I've
been on record for quite some time thinking that the first half of
this decade will one day be considered among the finest in American
filmmaking history, up there with the New Hollywood years of the
1970s. 2015 might be the capstone. Of the 106 2015 releases I saw, at
least 40 were good. At least 20 were great. That made writing this
top 10 agonizingly difficult. That is why I did a completely separate list of 10 at the Sun Times Network, where I also work (you should
read us). But the following are the ones that most represent where my
passions were for the previous year. They are filled with myths and
expressionistic techniques, tonal blending and offbeat humor, triumph
and failure. These
films represent what the medium can do, how cinema can take you to
new places, learn new things, meet new people, love new experiences. Before we get all excited about what's coming down the road for 2016, let's take one last look back at what a transcendent year 2015 was at the movies.

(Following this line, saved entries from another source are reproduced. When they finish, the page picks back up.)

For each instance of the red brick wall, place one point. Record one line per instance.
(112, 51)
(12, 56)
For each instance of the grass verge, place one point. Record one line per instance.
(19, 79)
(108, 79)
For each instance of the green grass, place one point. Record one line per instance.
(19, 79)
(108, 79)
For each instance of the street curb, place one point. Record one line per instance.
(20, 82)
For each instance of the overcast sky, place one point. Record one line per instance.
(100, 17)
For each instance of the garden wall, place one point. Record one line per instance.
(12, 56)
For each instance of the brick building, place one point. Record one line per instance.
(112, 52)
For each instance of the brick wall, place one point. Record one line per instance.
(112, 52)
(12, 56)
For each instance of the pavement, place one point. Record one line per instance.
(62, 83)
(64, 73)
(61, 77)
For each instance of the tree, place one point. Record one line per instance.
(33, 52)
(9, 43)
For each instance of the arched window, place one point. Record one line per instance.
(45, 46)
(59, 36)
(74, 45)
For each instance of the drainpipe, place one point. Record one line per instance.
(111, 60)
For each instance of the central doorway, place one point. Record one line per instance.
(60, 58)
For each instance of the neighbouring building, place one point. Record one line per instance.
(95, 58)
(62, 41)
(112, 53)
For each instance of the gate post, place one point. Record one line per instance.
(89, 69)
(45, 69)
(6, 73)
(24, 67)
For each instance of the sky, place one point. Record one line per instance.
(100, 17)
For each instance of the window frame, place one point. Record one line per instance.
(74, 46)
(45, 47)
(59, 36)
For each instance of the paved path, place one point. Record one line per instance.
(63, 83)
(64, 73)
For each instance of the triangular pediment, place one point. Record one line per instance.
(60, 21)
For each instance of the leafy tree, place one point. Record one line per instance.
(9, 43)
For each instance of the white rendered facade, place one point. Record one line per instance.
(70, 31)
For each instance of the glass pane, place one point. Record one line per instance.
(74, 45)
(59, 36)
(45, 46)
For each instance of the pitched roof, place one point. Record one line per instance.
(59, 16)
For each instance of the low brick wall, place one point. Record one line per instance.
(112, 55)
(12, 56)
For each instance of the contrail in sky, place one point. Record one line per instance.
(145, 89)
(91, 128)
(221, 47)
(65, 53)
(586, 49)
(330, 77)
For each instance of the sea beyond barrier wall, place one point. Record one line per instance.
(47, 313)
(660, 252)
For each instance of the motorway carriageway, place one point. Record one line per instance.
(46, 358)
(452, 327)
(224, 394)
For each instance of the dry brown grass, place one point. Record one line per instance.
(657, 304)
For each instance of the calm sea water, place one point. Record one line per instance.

[Before we get to the big ones, here are the honorable mentions that will almost certainly leave me with the dull ache of regret for leaving them off the list proper: The Duke of Burgundy, Spotlight, Kingsman: The Secret Service, Love & Mercy, The Martian, Paddington, The Wolfpack, Cop Car, Faults, Junun.]
10. Magic Mike XXL
Director:
Gregory Jacobs
Writer:
Reid Carolin
Starring:
Channing Tatum, Joe Manganiello, Kevin Nash, Matt Bomer, Adam
Rodriguez, Amber Heard, Jada Pinkett Smith
Despite
Richard Linklater's promises about his upcoming Everybody
Wants Some, Magic Mike
XXL might be the real
“spiritual sequel” to Dazed
and Confused. It is about a
group of friends hanging out, getting sick of each other's crap,
trying to enjoy the moment while reminiscing about a past they cannot
get back. It is a road movie with no other goal than to have fun, to
get away, to dare friends into doing dumb things that make the group
laugh so hard they cry – hello, convenience store strip. And it's
all shot in a way that would make the German Expressionists and Orson
Welles proud – the dollar bills falling like snowflakes throughout
the mansion sequence is some of the most evocative filmmaking of the
year. Each of the old stripping buddies has classical Hollywood
musical dancing talent and it's a joy to see them bend gravity to
their will. And it's probably the single funniest movie of the year,
with all these charismatic personalities bouncing off each other in
the way that familiarity can bring out the sharpest, harshest, most
hilarious critiques of those you care about.
9. Sicario
Director:
Denis Villeneuve
Writer:
Taylor Sheridan
Starring:
Emily Blunt, Benicio Del Toro, Josh Brolin
People
like to feel in control of their situation, their surroundings, and
certainly the people they interact with. Power is a neat feeling, and
when you have it, you are in a place of comfort. It is largely an
illusion. Sicario is
about the way the powerful bend over backwards to keep their place,
by lying, or omission, or outright violent force. The drug war at the
Arizona-Mexico border serves as the perfect backdrop to this nearly
cosmic conflict. Emily Blunt (the rule of law and “doing the right
thing”), Benicio Del Toro (concluding personal vendettas via
alliances with the powerful), and Josh Brolin (control through
division and chaos) each represent differing points of view among
those who ostensibly have the upper hand. But, of course, that power
is fleeting and/or nonexistent in the face of cartels who seem to
have more overt, tangible control over their areas. Director Denis
Villeneuve and cinematographer Roger Deakins shoot the landscape in a
way that makes rock formations look like Rorschach tests, and the use
of sunlight (or lack thereof) in the images dovetails with the themes
and characters. It is beautiful, heart-pounding, and visceral.
8. Inside Out
Director:
Pete Docter
Writers:
Pete Docter, Ronnie Del Carmen, Meg LaFauve, Josh Cooley
Starring:
Amy Poehler, Phyllis Smith, Richard Kind, Bill Hader, Lewis Black,
Mindy Kaling, Kaitlyn Dias
Inside Out is
a Pixar film that does more than tell a story with a lesson about
kindness, or friendship, or hope. It offers a roadmap on how to
achieve those things. Using humanized versions of the emotions in a
pre-teen girl's mind, it takes abstract concepts like feelings and
realizes them in literal ways. The theme about growing emotional
complexity as a person ages is illustrated with the mixing of colors
and sound design that can sometimes edge close to being discordant.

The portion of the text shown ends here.